Bridgetower Media Newswires//October 25, 2024//
Bridgetower Media Newswires//October 25, 2024//

John J. Carney and Brendan Kenny
In today’s legal landscape, the intersection of technology and law presents challenges, particularly in the realm of digital forensics. A recent case before the Indiana Supreme Court involving a driver colliding with a pedestrian underscores the complexities that attorneys must navigate when balancing discovery requests with privacy rights in civil litigation. This case illustrates the potential pitfalls that can arise when lawyers lack a deep understanding of digital forensics. It’s crucial for attorneys to develop professional relationships with digital forensic investigators who can help the court make more educated decisions in discovery disputes.
This article explores what can happen when attorneys do not effectively leverage their digital forensic investigator’s subject-matter expertise to advance. Lawyers who effectively leverage this expertise advance sounder, more sensible, and more defensible positions on the discovery, analysis, and production of electronic evidence.
Smiley was driving in Carmel, Indiana, in December 2019 when she struck Jennings, who was walking across the street at the time of the accident. Jennings claimed Smiley was negligent and sought to inspect her cellphone to determine whether she was using the Waze navigation app at the time of the accident, suggesting it could have distracted her.

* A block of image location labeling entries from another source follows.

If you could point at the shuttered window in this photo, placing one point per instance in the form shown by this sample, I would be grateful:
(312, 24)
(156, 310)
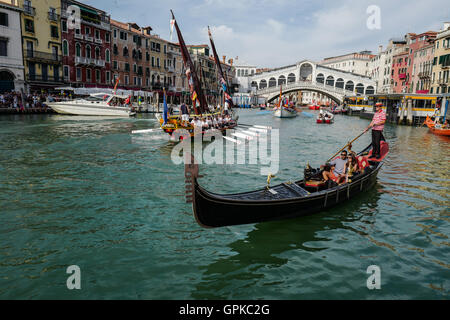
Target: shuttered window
(3, 19)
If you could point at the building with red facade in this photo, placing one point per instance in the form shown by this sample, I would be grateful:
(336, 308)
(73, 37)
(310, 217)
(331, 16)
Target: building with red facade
(87, 49)
(399, 72)
(421, 54)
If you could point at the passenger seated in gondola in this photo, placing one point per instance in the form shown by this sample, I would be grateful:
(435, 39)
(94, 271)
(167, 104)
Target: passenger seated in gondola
(351, 168)
(328, 175)
(340, 165)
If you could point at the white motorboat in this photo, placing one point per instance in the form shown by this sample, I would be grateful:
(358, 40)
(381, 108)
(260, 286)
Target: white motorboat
(285, 113)
(99, 104)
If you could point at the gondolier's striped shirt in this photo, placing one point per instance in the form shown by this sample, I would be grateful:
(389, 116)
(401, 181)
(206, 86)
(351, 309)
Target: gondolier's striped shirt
(379, 117)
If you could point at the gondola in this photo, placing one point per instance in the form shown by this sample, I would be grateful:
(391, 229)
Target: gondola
(284, 201)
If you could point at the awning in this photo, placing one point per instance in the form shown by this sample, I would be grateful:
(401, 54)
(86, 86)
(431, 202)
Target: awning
(88, 10)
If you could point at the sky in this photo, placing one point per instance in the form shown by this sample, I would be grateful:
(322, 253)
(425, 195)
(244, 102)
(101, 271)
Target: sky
(275, 33)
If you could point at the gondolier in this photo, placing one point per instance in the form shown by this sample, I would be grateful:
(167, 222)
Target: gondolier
(377, 125)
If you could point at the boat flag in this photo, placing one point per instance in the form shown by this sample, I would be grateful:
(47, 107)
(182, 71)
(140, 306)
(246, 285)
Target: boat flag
(172, 24)
(166, 109)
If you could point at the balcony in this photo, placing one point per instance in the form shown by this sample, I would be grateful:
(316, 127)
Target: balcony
(29, 11)
(40, 78)
(424, 75)
(42, 56)
(53, 16)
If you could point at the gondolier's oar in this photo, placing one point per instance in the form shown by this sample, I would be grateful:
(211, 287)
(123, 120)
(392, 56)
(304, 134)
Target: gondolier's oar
(348, 144)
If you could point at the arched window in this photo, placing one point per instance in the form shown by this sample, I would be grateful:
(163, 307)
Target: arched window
(78, 50)
(65, 48)
(88, 51)
(107, 56)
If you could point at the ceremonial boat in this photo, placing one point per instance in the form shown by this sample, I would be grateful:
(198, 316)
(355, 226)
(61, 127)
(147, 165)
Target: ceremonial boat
(285, 201)
(437, 130)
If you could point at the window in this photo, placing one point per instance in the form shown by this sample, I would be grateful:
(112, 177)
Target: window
(54, 31)
(78, 50)
(65, 48)
(29, 25)
(3, 48)
(3, 19)
(66, 72)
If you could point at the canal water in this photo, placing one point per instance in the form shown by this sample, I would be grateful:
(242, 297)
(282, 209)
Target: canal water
(85, 191)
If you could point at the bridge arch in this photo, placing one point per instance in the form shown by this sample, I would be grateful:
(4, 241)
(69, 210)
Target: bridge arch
(349, 85)
(330, 81)
(272, 82)
(291, 78)
(370, 90)
(359, 88)
(306, 71)
(275, 96)
(320, 78)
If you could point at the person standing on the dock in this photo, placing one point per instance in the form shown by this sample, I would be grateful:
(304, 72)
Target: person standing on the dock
(377, 125)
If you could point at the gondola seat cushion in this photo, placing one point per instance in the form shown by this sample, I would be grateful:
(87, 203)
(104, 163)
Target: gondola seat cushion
(363, 162)
(314, 184)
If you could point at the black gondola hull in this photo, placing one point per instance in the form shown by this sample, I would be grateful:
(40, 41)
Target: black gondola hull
(214, 210)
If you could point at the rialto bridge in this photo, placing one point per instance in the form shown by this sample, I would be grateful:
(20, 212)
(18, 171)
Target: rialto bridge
(310, 76)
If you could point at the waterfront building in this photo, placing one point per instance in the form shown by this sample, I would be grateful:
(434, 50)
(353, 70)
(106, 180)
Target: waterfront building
(377, 66)
(11, 57)
(140, 59)
(394, 47)
(41, 42)
(421, 54)
(243, 71)
(86, 50)
(441, 63)
(356, 62)
(399, 75)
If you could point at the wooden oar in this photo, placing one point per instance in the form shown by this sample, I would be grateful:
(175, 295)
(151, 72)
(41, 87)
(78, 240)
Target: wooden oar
(348, 144)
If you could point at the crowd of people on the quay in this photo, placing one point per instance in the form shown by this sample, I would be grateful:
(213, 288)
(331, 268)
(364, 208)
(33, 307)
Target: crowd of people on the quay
(15, 100)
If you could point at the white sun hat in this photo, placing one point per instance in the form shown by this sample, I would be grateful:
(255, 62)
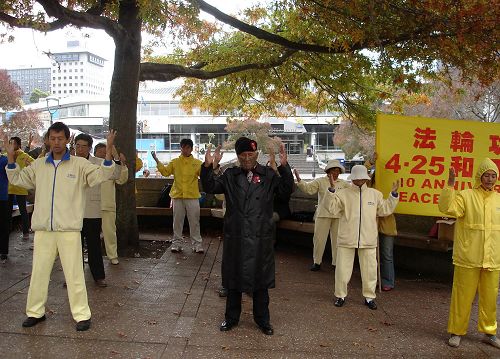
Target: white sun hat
(333, 164)
(358, 172)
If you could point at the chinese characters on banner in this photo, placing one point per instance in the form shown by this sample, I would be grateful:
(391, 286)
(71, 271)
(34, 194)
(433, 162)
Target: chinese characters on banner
(418, 152)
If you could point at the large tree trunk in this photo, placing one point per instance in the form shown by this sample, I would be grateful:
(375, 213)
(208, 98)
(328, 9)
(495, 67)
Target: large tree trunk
(123, 107)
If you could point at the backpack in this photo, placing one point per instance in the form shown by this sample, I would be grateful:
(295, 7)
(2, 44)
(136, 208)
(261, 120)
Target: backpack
(164, 200)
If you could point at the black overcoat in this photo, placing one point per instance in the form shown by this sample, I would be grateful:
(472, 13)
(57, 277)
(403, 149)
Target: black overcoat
(248, 257)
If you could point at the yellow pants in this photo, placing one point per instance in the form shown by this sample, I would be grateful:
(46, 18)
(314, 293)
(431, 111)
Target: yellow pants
(109, 233)
(368, 266)
(466, 282)
(322, 227)
(46, 247)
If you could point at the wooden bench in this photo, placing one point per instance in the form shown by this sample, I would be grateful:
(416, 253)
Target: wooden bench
(29, 209)
(162, 211)
(288, 224)
(414, 240)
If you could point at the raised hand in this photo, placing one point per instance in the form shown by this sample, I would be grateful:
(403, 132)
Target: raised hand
(30, 139)
(217, 156)
(331, 179)
(395, 187)
(451, 177)
(283, 155)
(209, 158)
(9, 148)
(114, 152)
(153, 154)
(110, 139)
(272, 158)
(297, 175)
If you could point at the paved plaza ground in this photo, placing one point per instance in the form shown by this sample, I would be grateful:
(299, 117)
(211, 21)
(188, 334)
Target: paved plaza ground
(169, 308)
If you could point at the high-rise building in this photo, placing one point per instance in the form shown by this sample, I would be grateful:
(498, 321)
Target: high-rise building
(29, 79)
(77, 71)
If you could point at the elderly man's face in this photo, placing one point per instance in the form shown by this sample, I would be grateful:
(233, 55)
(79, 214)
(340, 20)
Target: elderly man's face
(488, 179)
(333, 173)
(359, 183)
(248, 160)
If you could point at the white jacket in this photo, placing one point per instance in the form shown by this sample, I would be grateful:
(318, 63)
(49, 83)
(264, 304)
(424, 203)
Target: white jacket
(358, 209)
(320, 186)
(108, 191)
(60, 191)
(95, 195)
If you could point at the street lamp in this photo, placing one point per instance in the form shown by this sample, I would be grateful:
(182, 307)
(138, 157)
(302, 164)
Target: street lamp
(314, 134)
(52, 106)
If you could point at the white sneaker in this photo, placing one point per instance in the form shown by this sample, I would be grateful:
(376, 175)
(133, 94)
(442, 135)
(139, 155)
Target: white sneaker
(198, 248)
(176, 248)
(492, 340)
(454, 341)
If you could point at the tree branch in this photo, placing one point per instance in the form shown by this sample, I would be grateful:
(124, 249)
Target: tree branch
(90, 18)
(169, 72)
(334, 48)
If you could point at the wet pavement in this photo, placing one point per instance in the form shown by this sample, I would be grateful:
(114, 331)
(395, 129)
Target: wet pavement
(170, 308)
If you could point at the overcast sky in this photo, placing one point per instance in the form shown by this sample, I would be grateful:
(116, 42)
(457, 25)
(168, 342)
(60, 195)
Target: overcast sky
(29, 46)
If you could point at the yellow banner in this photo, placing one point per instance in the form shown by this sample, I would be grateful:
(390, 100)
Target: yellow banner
(418, 152)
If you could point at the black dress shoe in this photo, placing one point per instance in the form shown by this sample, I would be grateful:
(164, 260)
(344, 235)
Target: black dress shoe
(32, 321)
(371, 304)
(266, 329)
(227, 326)
(83, 325)
(222, 292)
(315, 267)
(339, 302)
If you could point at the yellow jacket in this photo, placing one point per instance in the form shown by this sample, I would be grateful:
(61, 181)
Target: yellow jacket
(320, 186)
(186, 171)
(23, 160)
(477, 229)
(60, 191)
(358, 209)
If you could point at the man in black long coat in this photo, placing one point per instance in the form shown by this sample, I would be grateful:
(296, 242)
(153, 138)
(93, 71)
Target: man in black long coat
(248, 258)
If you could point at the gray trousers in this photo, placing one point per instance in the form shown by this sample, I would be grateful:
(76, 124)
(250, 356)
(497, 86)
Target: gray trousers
(191, 208)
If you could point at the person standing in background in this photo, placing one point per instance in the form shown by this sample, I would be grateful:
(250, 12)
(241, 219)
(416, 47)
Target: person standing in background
(91, 230)
(248, 255)
(5, 211)
(185, 194)
(324, 222)
(358, 206)
(108, 201)
(18, 194)
(476, 252)
(60, 182)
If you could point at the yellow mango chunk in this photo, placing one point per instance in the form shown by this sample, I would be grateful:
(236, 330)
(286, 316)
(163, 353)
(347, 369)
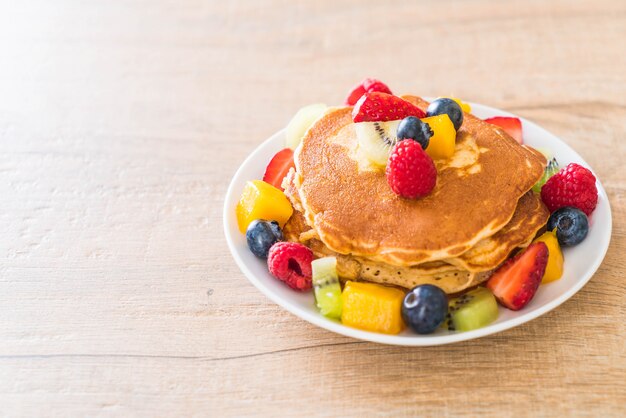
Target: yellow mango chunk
(554, 269)
(443, 141)
(261, 200)
(465, 107)
(372, 307)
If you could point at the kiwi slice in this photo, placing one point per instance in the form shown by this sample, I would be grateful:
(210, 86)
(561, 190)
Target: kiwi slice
(326, 286)
(551, 169)
(376, 139)
(474, 309)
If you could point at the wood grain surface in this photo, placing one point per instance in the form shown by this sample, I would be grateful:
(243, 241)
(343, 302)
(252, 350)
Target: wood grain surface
(121, 124)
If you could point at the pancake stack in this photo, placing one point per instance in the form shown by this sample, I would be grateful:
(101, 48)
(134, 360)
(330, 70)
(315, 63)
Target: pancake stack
(480, 211)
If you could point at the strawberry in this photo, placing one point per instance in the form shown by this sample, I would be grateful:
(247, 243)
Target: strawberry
(510, 125)
(410, 172)
(278, 168)
(383, 107)
(515, 283)
(369, 85)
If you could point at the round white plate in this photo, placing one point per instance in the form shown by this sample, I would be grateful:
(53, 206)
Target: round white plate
(581, 261)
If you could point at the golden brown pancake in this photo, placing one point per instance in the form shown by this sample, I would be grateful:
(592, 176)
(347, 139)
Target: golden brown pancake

The discovery dispute began with Jennings’ discovery request:
Plaintiff has retained an expert for purposes of extracting, without modifying, data reflecting the utilization of the subject phone on December, 19, 2019 (the date of the accident). Similar information has been produced by Non-Party Verizon for talk activity. (See, Exhibit A). Plaintiff, pursuant to Trial Rule 34, asks the phone be inspected at a Court Reporter’s office convenient to the Defendant, Smiley, and her counsel, on or about March 8, 2021, at 1 p.m.
Then Smiley objected:
This request is unduly burdensome, overly broad, and seeks information not relevant or designed to lead to the discovery of admissible evidence. Defendant is also entitled to an expectation of privacy as to her property and records she attempted to maintain as confidential. A phone download is an overly burdensome, obtrusive way of gathering information. Even if the phone did contain relevant information, Plaintiff is still not entitled to download information from Defendant’s phone. A forensic examination of the cellphone requires Defendant to give to a third party a piece of her property that contains private conversations with her friends and family, pictures of others and conversations with others who have not consented or been given an opportunity to object, sensitive work-related information, and potentially information about her own medical issues, among other sensitive issues.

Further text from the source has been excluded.